第8話 明日が怖い。
「何か?」
目が点になった拓也に、瑠奈が声をかける。やっと目を合わせたと思ったら、この一言である。
「瑠奈ちゃん、結構イケるんだね。」
「ええ、まあ…。」
普通なら、この飲みっぷりすでに気分が下がってしまっているだろう。しかし拓也にしてみれば、やっと口をきいてくれた喜びの方が大きいのだ。学にしても、瑠奈がそこまで不機嫌になるとは思っていなかったので、ホッとしている。
拓也の名誉のために説明しておくと、拓也はいかにも人当たりの良さそうなタイプだし、顔立ちもなかなか悪くない。ただ、瑠奈が興味がないので、とことん無愛想なのである。

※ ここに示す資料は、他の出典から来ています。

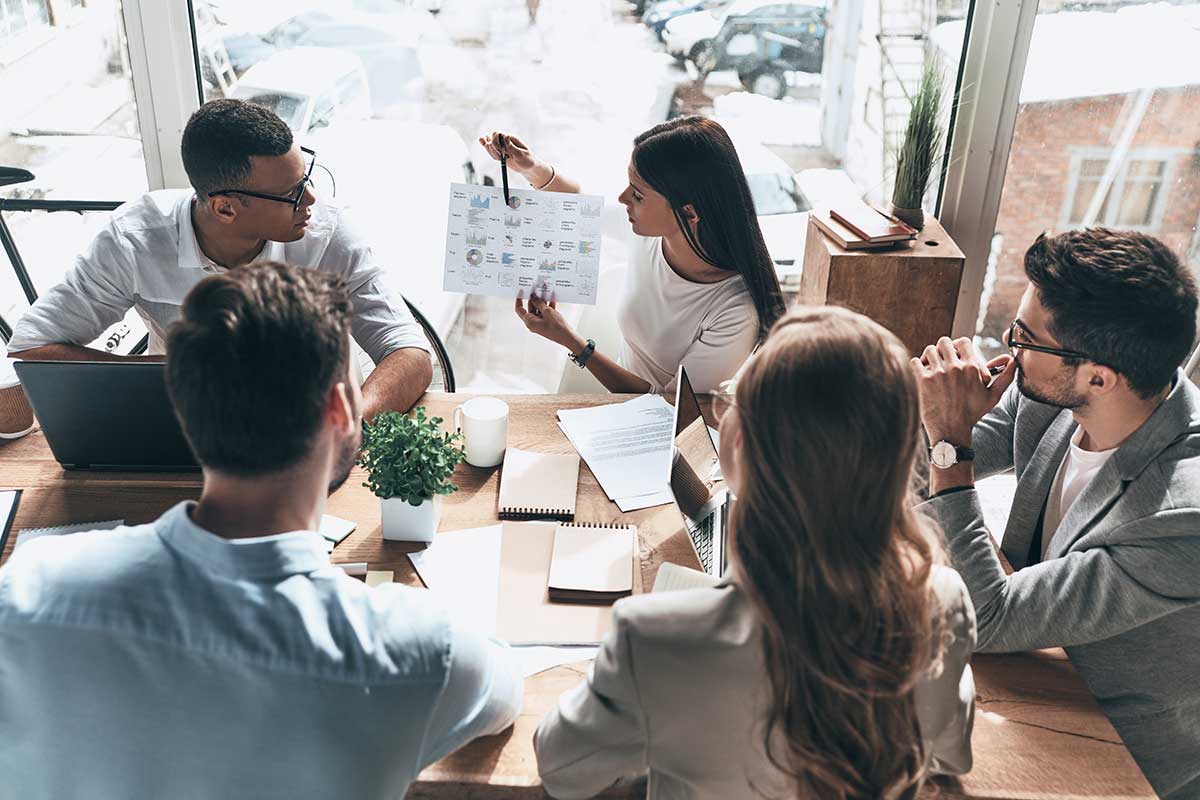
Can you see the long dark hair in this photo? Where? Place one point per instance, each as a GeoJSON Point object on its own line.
{"type": "Point", "coordinates": [691, 160]}
{"type": "Point", "coordinates": [833, 554]}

口をきいたと思ったら、いつものペースで食べ始めたので、拓也はさらに驚いている。ビールも学や拓也のペースに遅れをとらず。そんなわけで、拓也は瑠奈に驚かされっぱなしである。瑠奈は口数は相変わらず少ないが、酒の力で多少の会話はできるようになっている。
「瑠奈ちゃんって俺のイメージと全然ちがったから、びっくりだよ。」
拓也がつい本音を口にした。
「はぁ?イメージ?私はね、このまんまなの!勝手なイメージ持たないでください!」
「言うねえ。」
苦笑する拓也に学が追い討ちをかける。
「フン。目が覚めたか。だから言っただろが。」
「ハハハ!瑠奈ちゃんといると飽きないよ。」
「拓也〜。お前は懲りない奴だな〜。」
「瑠奈ちゃ〜ん!今度は
「いやです~!」
瑠奈は酔っぱらって、少々テンションが高い。
「どーしてー?」
「人見知りだからでーす!」
「今日から知り合いだよー?」
拓也は次の約束につなげようと、こんなやりとりを何回か試みたが、酔っぱらってもココは変わらないようだ。
「しつこい人は苦手でーす。ごちそうさま~。おやすみなさーい!」
最後にはこう言って、一人で帰っていってしまった。
「学、ありがとな。瑠奈ちゃん、イメージとは違ったけど、面白い!」
「お前、ホントに変わってんなあ。」
「決めた!瑠奈ちゃん気に入った!」
「ハイハイ。じゃあ明日、学校でな。」
「おう。おやすみ!」
「げ!」
学は駅で拓也と別れてからLINEを見て思わず声を上げてしまった。焼き肉屋にいる間に瑠奈が入れたメッセージを今さら読み、明日が怖くなった学であった。